De regering en de Eerste en Tweede Kamer maken de wetten. Zij doen dit samen.
Uitleg
Dit is een belangrijk artikel. Er staat dat de regering en de Eerste en Tweede Kamer de wetten maken. En dat zij dit samen doen.
De regering of een minister kan dus niet alleen een wet maken. Ze moeten dit altijd samen doen met de Eerste en Tweede Kamer.
Dit is een belangrijk onderdeel van onze democratie. Het betekent dat de mensen die beslissen over onze wetten ook de mensen zijn die de bevolking heeft gekozen: de Eerste Kamer en de Tweede Kamer.
Daarom hebben we in Nederland geen wetten die een meerderheid van de bevolking niet wil. Dat is een belangrijk verschil met een dictatuur. In een dictatuur kan de regering wetten maken die een meerderheid van de bevolking niet wil.

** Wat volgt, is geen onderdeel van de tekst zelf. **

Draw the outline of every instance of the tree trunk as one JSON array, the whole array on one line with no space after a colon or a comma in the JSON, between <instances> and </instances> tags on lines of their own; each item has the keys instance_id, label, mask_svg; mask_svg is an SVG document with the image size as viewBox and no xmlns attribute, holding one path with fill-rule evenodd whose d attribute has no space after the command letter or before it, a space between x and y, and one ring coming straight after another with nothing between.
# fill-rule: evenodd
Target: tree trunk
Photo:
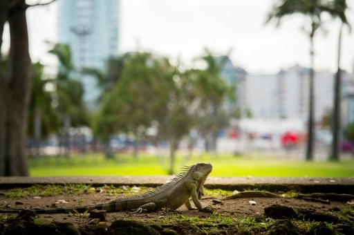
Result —
<instances>
[{"instance_id":1,"label":"tree trunk","mask_svg":"<svg viewBox=\"0 0 354 235\"><path fill-rule=\"evenodd\" d=\"M343 24L339 29L339 35L338 38L338 58L337 70L335 80L335 95L333 100L333 137L332 141L332 154L330 159L333 160L339 160L339 131L340 131L340 87L341 87L341 70L340 70L340 55L342 50L342 32Z\"/></svg>"},{"instance_id":2,"label":"tree trunk","mask_svg":"<svg viewBox=\"0 0 354 235\"><path fill-rule=\"evenodd\" d=\"M169 175L174 174L174 162L176 158L176 149L177 148L177 141L174 137L169 139Z\"/></svg>"},{"instance_id":3,"label":"tree trunk","mask_svg":"<svg viewBox=\"0 0 354 235\"><path fill-rule=\"evenodd\" d=\"M24 6L24 0L17 6ZM27 115L32 84L26 10L11 9L8 18L10 47L5 81L5 171L3 176L28 176L26 153ZM5 103L4 102L4 103Z\"/></svg>"},{"instance_id":4,"label":"tree trunk","mask_svg":"<svg viewBox=\"0 0 354 235\"><path fill-rule=\"evenodd\" d=\"M8 12L10 1L1 1L0 2L0 51L2 46L3 26L8 19ZM0 63L2 66L2 55L0 53ZM2 69L0 70L0 176L4 176L6 168L5 161L5 75Z\"/></svg>"},{"instance_id":5,"label":"tree trunk","mask_svg":"<svg viewBox=\"0 0 354 235\"><path fill-rule=\"evenodd\" d=\"M36 158L39 158L41 155L41 119L40 110L36 108L35 110L35 122L33 129L35 130L35 147Z\"/></svg>"},{"instance_id":6,"label":"tree trunk","mask_svg":"<svg viewBox=\"0 0 354 235\"><path fill-rule=\"evenodd\" d=\"M308 100L308 140L306 149L306 160L313 160L313 113L314 113L314 46L313 46L313 34L310 36L310 60L311 68L310 69L310 86L309 86L309 100Z\"/></svg>"}]
</instances>

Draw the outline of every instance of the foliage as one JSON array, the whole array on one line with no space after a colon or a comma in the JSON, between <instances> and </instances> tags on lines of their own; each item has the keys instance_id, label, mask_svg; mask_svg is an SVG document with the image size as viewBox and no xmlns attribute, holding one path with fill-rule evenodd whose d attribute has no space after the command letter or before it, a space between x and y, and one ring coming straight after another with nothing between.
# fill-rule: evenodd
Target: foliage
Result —
<instances>
[{"instance_id":1,"label":"foliage","mask_svg":"<svg viewBox=\"0 0 354 235\"><path fill-rule=\"evenodd\" d=\"M301 14L309 19L308 25L305 25L303 29L309 36L310 50L310 57L311 69L310 73L309 86L309 112L308 121L308 143L306 149L306 160L313 159L313 126L314 126L314 37L315 32L323 24L322 16L324 13L328 13L333 18L339 18L342 24L348 25L345 11L347 8L346 0L279 0L274 4L273 9L268 15L268 21L273 19L277 19L278 25L283 17L292 14ZM306 28L306 27L308 27ZM339 102L336 102L339 104ZM338 106L339 104L336 104ZM337 131L335 130L335 134ZM333 138L333 144L337 136ZM336 141L335 141L336 142ZM337 151L337 147L334 147L335 151ZM334 153L335 155L337 153Z\"/></svg>"},{"instance_id":2,"label":"foliage","mask_svg":"<svg viewBox=\"0 0 354 235\"><path fill-rule=\"evenodd\" d=\"M59 129L59 117L52 106L53 98L50 91L46 90L46 85L51 82L43 78L44 66L37 62L33 64L33 83L28 115L28 135L35 138L36 119L41 122L40 130L42 138L57 131Z\"/></svg>"},{"instance_id":3,"label":"foliage","mask_svg":"<svg viewBox=\"0 0 354 235\"><path fill-rule=\"evenodd\" d=\"M149 53L131 53L118 59L120 77L102 98L94 134L107 141L114 133L124 133L136 142L148 138L147 130L153 126L156 135L151 140L169 143L172 173L181 138L192 128L216 135L230 116L223 104L232 100L234 89L220 77L222 62L207 51L201 59L205 69L183 71L167 58Z\"/></svg>"},{"instance_id":4,"label":"foliage","mask_svg":"<svg viewBox=\"0 0 354 235\"><path fill-rule=\"evenodd\" d=\"M73 126L87 125L88 114L82 100L84 88L75 77L77 71L72 63L69 46L55 44L49 53L55 55L59 62L57 77L53 81L55 86L55 109L61 118L70 117Z\"/></svg>"},{"instance_id":5,"label":"foliage","mask_svg":"<svg viewBox=\"0 0 354 235\"><path fill-rule=\"evenodd\" d=\"M354 142L354 122L349 123L346 126L344 135L348 140Z\"/></svg>"}]
</instances>

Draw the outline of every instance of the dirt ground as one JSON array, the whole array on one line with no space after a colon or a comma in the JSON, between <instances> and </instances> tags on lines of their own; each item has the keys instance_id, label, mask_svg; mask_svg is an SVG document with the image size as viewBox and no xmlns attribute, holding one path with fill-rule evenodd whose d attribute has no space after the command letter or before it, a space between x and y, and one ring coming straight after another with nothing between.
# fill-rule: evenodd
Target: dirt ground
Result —
<instances>
[{"instance_id":1,"label":"dirt ground","mask_svg":"<svg viewBox=\"0 0 354 235\"><path fill-rule=\"evenodd\" d=\"M119 195L118 196L124 196L124 194ZM82 205L95 205L95 204L101 204L108 203L109 201L113 200L118 196L110 196L107 194L105 194L103 191L97 191L95 193L91 194L83 194L80 196L74 196L74 195L59 195L55 196L31 196L27 197L24 198L19 199L14 199L11 200L7 198L4 196L4 194L0 193L0 205L1 205L1 208L3 209L6 206L6 208L19 208L24 209L33 209L36 208L40 209L46 209L49 207L76 207L76 206L82 206ZM319 218L315 218L315 220L318 220L319 222L329 222L333 223L333 221L336 220L335 218L338 218L339 212L343 211L344 209L354 209L354 205L351 205L351 203L348 203L348 200L344 201L335 201L330 200L327 202L326 200L318 200L318 201L308 201L303 199L295 198L269 198L266 196L262 196L261 197L251 196L251 197L243 197L240 198L234 198L231 200L226 200L226 196L206 196L203 198L202 198L201 202L205 205L211 205L213 208L215 209L216 212L218 214L221 215L233 215L234 216L237 216L238 218L265 218L270 217L270 220L271 220L272 217L274 217L274 219L278 219L277 215L281 215L282 213L285 213L286 218L288 217L288 219L294 219L295 217L297 217L297 219L300 218L300 216L294 216L289 214L292 214L292 211L288 212L286 209L289 208L295 208L294 212L298 213L299 212L303 213L301 214L301 216L304 218L308 218L309 219L312 219L313 218L306 217L306 214L308 212L310 212L311 214L314 214L315 213L317 216L318 215L329 215L329 217L318 217ZM251 203L250 201L253 201ZM255 202L255 205L254 203ZM274 205L277 205L278 207L275 208L278 209L279 207L282 208L281 209L286 209L285 212L281 211L272 211L271 209L268 209L267 208L273 208ZM295 213L295 212L294 212ZM336 214L337 213L337 214ZM287 214L289 216L288 216ZM109 227L109 226L113 226L113 222L116 220L138 220L146 224L156 224L160 225L164 224L166 225L166 221L169 221L167 223L169 223L169 227L165 227L165 229L160 228L157 229L157 234L175 234L174 232L178 232L178 234L204 234L201 229L198 229L195 228L195 226L193 227L191 225L191 223L178 223L174 225L174 218L176 218L176 216L181 216L183 218L194 218L198 217L201 219L205 219L208 217L211 216L211 214L201 212L198 210L188 210L184 205L178 208L176 211L159 211L152 213L141 213L141 214L132 214L130 212L115 212L115 213L107 213L106 215L104 221L100 221L99 220L94 220L93 218L90 218L87 215L83 214L41 214L41 215L36 215L35 217L37 219L43 218L44 220L54 221L55 223L73 223L75 225L76 227L79 228L77 234L96 234L97 232L88 232L88 227L90 225L95 226L106 226L106 228ZM3 223L3 225L0 226L0 234L1 234L1 227L2 227L2 234L6 234L6 232L8 232L8 227L11 227L9 225L9 221L12 221L11 219L13 220L13 216L11 217L10 214L0 214L0 216L2 216L3 220L7 221ZM184 217L183 217L184 216ZM317 218L316 216L313 218ZM0 217L1 218L1 217ZM349 227L354 225L354 215L350 215L349 219L346 220L349 223ZM8 220L6 220L8 219ZM170 219L170 220L168 220ZM326 221L330 220L333 221ZM186 221L188 221L188 219L185 219ZM338 221L335 222L338 223ZM291 223L290 223L291 225ZM122 226L126 226L122 225ZM283 226L283 225L282 225ZM116 223L115 225L116 226ZM133 225L132 226L136 226ZM230 234L234 233L235 231L237 230L231 229L230 228L230 225L216 225L215 227L217 228L216 233L221 233L221 234ZM352 226L353 227L353 226ZM166 230L166 227L171 228L170 230ZM97 227L96 227L97 229ZM6 230L8 229L8 230ZM348 229L349 232L353 232ZM105 231L106 231L105 230ZM299 229L298 229L299 230ZM25 230L25 233L26 233ZM76 231L76 230L75 230ZM111 230L110 230L111 231ZM113 230L112 230L113 231ZM119 230L123 231L123 230ZM124 230L125 231L125 230ZM155 229L154 231L156 231ZM209 230L211 231L211 230ZM257 234L258 232L255 232L254 230L252 230L252 228L250 229L250 234ZM297 230L295 229L295 232L293 234L297 234ZM334 231L334 230L333 230ZM260 233L266 233L266 232ZM299 230L299 234L301 234L301 230ZM107 232L106 234L129 234L129 232L121 232L121 233L109 233ZM131 232L130 232L131 233ZM139 234L139 232L134 232L136 234ZM154 234L154 232L143 232L142 234ZM71 234L71 232L68 232L67 234ZM73 234L75 234L73 232ZM105 234L105 233L103 233ZM274 233L273 233L274 234ZM344 233L346 234L346 233Z\"/></svg>"}]
</instances>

In 2008 heeft prof. dr. C.A.J.M. Kortmann een voorstel gedaan voor een "goede grondwet die inzichtelijk en bij de tijd is". Voor dit artikel deed hij de volgende suggestie:
Artikel 8.1
Het parlement stelt de wetten en de begroting vast.
Artikel 8.2
Organieke wetten worden vastgesteld met ten minste een meerderheid van het aantal zittende leden.
Artikel 8.3
Vastgestelde wetten en de begroting behoeven bekrachtiging door de regering.
-
Column J.Th.J. van den Berg, "Zware zonden" (24 april 2009)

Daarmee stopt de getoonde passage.